First blog, but definitely not my first obsession....purpose of the blog, to detail my now new addiction to reality TV, ie Bachelorette and the latest demise of the cutest darn couple that ever appeared on the show.  Loved watching the show, loved Jef with one "F" Holm fall crazy in love with Ms. Emily Maynard and hoped with all my might, that their storybook ending would come to real life.  By the way, I did catch a few episodes of her via you tube with Brad Womack......no chemistry at all.  With that said, I have developed a mild if not extreme addiction to wanting them to be happy.  Both of them.
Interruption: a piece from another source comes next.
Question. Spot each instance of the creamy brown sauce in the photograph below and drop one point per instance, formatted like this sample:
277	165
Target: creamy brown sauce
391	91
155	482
Not just one F, but Em, too.......and Ricki, also.  I thought just like everyone else that this was going to be a match made in heaven.  But the flood gates have opened up and it's not meant to be I guess.  Still keep hoping that a miracle will happen though.  Never doubt the impossible..........for those who care, I'm not older than dirt, but close to it and old enough to know better.  But why do I want to know better?  This is way far more fun than being a stuffy, married woman with nothing better to do (when not working my ass off).  I've developed a passion for social media.  Am I being nosy?  Maybe.  Am I curious?  You bet.  So as I read the Sulia accounts of several people that I follow, the horrible tabloids that reek of dead animals (these fuel my passion to search for the truth.  Something they obviously don't give a rats ass about), and read the lovely twitter posts of several people I also follow, I will continued to support our local homeboy and wish him only the best.   And, then there is also the great People Water company that I have followed for a long time now.  Way before I knew that one "F" was part of this great company.  And, yes I do drink their water and my watch from them tells fabulous time......like now.....it's time to move on with my obsession and see what other kind of trouble I can find myself in...................more later................maybe on why one "F" has such a sense of humor that sometimes makes my cry with laughter!!